L’unione di tante influenze musicali e di molteplici sfumature sonore dona al brano un respiro internazionale che lo trasforma in un inno generazionale libero e punk, senza una collocazione temporale o stilistica: “Tempesta deve essere. Dev’essere generazionale. Senza tempo soprattutto. Un po’ 1990, un po’ vintage, un po’ 2020”. 16 marzo è questo e molto altro. L’immaginario aesthetic e introspettivo in cui è immerso è tanto originale quanto lontano dai suoi lavori precedenti. Pensiamo per esempio alle sperimentazioni della sambaTrap nell’album Pour l’amour con pezzi come Amore Mì, oppure a Sanremo 2019 con la canzone Rolls Royce, dove il vintage sonoro e il dadaismo testuale abbinati a un look punk ed elegante hanno destabilizzato e confuso il pubblico.

Queste continue trasformazioni confermano la natura artistica di Achille Lauro: all’apparenza caotico ed eccessivamente eccentrico ma che in realtà nasconde gocce di magia che rendendo il suo personaggio tanto affascinante quanto discusso, nella la sua capacità di far coincidere estetica e concetto. Nessuno dei due aspetti prevale sull’altro, bensì si compenetrano, mostrando il significato e il valore di entrambi.

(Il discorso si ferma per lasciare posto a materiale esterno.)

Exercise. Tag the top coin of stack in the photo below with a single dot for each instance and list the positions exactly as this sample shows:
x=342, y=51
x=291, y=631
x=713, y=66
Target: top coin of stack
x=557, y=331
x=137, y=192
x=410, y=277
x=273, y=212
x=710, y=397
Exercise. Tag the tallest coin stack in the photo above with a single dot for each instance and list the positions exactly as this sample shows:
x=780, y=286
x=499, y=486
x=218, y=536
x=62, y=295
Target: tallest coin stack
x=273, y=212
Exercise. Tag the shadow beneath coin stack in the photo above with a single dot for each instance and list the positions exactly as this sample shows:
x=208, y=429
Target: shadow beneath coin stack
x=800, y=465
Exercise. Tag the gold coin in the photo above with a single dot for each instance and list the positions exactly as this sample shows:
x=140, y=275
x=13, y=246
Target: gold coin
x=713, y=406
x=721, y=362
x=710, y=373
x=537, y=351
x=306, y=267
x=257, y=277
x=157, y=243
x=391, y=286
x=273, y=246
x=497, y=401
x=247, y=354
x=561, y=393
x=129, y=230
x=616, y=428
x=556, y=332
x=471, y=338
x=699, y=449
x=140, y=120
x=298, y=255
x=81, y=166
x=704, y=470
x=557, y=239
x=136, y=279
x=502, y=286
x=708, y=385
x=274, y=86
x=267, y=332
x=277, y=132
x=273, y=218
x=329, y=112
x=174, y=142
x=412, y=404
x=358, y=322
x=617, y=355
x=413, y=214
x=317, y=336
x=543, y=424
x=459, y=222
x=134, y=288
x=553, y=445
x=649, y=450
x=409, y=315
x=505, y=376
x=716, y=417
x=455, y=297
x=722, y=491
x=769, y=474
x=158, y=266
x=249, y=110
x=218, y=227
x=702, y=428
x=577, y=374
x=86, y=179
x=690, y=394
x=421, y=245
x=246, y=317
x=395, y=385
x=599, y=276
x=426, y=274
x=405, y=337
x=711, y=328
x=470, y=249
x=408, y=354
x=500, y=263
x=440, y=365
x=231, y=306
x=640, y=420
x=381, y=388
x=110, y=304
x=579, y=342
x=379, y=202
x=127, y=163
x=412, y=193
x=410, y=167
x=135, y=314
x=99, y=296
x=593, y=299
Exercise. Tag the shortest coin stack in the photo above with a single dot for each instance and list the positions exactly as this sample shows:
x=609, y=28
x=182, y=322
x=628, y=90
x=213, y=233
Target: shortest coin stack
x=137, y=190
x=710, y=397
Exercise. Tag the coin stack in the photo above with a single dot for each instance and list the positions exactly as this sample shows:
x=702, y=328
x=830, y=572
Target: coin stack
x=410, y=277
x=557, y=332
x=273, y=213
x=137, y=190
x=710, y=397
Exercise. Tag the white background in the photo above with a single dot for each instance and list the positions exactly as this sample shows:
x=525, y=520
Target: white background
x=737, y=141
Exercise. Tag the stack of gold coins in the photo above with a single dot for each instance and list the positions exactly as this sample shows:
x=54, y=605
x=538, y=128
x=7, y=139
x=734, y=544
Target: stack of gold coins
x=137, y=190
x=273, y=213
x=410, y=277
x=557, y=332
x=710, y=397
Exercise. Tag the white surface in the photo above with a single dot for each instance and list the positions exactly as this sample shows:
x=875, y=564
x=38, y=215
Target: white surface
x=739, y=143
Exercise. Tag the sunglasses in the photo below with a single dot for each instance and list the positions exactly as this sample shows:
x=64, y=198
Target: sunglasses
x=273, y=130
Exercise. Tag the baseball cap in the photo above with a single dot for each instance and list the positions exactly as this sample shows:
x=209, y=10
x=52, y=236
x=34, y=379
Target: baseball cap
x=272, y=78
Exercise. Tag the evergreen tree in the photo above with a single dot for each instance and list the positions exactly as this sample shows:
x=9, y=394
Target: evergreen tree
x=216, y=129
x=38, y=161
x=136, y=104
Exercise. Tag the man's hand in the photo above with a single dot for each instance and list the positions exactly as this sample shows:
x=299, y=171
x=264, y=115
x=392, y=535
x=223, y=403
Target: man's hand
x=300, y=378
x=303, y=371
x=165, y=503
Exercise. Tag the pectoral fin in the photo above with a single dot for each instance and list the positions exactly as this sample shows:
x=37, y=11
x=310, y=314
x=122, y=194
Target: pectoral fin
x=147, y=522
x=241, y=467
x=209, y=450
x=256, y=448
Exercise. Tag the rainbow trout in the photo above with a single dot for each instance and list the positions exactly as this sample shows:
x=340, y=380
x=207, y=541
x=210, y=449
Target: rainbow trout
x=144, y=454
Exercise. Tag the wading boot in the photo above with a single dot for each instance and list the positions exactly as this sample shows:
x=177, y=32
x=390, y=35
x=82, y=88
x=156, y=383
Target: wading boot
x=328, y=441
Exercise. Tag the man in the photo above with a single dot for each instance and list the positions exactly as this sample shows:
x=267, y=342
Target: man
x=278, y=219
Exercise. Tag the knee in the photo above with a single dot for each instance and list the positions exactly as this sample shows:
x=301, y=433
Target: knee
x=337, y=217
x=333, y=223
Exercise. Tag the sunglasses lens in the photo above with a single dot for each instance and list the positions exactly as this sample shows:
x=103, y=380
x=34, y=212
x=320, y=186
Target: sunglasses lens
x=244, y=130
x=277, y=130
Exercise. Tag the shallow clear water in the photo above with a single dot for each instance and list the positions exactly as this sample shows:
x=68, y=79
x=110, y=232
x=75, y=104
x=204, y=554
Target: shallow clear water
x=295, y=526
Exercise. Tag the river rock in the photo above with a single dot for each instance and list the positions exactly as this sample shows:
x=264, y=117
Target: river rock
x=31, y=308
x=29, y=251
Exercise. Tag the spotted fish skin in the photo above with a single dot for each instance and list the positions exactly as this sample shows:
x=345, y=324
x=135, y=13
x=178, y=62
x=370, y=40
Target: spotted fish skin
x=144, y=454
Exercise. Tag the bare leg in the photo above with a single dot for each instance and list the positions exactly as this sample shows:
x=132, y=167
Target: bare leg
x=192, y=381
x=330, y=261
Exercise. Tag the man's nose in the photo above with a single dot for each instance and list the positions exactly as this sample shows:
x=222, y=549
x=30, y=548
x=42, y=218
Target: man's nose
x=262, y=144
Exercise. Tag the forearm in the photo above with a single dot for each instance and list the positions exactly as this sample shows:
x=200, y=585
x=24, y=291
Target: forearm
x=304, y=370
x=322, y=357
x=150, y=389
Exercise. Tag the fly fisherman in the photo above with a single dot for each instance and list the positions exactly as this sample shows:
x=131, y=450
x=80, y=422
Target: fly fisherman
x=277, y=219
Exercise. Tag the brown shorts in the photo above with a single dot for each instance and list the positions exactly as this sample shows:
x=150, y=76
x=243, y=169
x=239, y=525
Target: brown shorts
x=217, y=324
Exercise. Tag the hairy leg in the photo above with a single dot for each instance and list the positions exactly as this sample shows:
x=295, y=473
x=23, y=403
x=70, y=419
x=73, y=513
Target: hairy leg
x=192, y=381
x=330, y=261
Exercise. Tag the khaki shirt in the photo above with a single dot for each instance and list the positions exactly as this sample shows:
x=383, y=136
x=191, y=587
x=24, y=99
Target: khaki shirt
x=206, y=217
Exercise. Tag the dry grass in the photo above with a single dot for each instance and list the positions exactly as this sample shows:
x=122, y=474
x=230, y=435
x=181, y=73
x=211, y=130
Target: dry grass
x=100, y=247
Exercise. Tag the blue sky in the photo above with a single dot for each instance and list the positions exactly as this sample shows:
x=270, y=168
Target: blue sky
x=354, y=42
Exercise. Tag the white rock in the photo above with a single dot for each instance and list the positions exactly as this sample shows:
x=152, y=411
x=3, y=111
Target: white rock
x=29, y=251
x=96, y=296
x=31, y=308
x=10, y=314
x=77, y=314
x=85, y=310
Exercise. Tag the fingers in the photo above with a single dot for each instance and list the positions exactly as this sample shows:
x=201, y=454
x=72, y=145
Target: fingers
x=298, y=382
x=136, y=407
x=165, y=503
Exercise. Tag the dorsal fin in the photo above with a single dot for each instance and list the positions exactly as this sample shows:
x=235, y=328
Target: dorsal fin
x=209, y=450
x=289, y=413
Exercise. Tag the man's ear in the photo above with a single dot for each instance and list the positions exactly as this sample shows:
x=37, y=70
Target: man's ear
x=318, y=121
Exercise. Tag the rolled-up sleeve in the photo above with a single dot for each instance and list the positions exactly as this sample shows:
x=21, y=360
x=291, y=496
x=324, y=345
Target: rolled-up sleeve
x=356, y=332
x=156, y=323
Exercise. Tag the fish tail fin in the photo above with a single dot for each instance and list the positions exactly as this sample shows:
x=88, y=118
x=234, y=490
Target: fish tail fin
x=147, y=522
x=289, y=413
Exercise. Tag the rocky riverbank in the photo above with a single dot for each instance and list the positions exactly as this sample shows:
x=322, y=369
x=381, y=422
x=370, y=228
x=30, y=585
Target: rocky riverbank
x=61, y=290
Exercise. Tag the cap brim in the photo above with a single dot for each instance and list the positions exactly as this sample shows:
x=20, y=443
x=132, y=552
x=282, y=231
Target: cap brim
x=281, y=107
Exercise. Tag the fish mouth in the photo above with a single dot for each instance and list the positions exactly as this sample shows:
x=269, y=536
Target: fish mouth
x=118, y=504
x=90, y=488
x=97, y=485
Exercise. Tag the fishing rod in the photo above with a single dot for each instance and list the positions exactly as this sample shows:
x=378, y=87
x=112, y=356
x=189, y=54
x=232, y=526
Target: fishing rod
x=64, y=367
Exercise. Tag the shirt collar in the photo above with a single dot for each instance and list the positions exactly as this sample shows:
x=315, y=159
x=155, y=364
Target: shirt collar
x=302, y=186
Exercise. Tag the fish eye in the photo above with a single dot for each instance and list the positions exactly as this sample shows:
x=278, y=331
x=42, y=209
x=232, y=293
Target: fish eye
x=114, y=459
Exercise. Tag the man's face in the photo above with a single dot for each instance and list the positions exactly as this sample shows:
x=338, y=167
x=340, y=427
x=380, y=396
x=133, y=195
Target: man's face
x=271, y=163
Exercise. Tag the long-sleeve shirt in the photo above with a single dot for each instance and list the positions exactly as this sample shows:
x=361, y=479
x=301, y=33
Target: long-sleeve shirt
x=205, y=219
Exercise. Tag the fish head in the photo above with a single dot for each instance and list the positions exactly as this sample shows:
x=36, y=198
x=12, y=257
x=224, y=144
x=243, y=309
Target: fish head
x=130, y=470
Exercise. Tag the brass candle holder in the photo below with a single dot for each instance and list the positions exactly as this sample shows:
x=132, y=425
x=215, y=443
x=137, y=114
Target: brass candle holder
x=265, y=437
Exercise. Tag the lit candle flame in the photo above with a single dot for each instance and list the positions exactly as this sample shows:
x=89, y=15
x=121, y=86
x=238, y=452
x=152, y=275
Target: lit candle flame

L’accuratezza degli arrangiamenti, la precisione della produzione, la poetica del testo e l’artisticità dei diversi immaginari sono componenti che singolarmente si distinguono per la loro qualità e che uniti creano un progetto artistico originale e completo, dove la forma è sostanza e viceversa. Un primo assaggio lo abbiamo avuto un anno fa con l’album 1969, nelle sonorità glam e hard rock che si mischiano a un’estetica libera ed elegante, passando per l'esperienza sanremese, fino ad arrivare a 16 marzo, un progetto ambizioso e punk, che si differenzia dai dischi precedenti, segnando indelebilmente un momento di svolta per il percorso artistico di Achille Lauro: così come è stato per Rolls Royce e Me ne frego, che hanno rappresentato rispettivamente la svolta verso il grande pubblico e la svolta d’immagine, così anche 16 marzo sarà una svolta verso una nuova visione di se stesso, una nuova idea di artista. Segnerà un prima e un dopo che non vediamo l’ora di scoprire.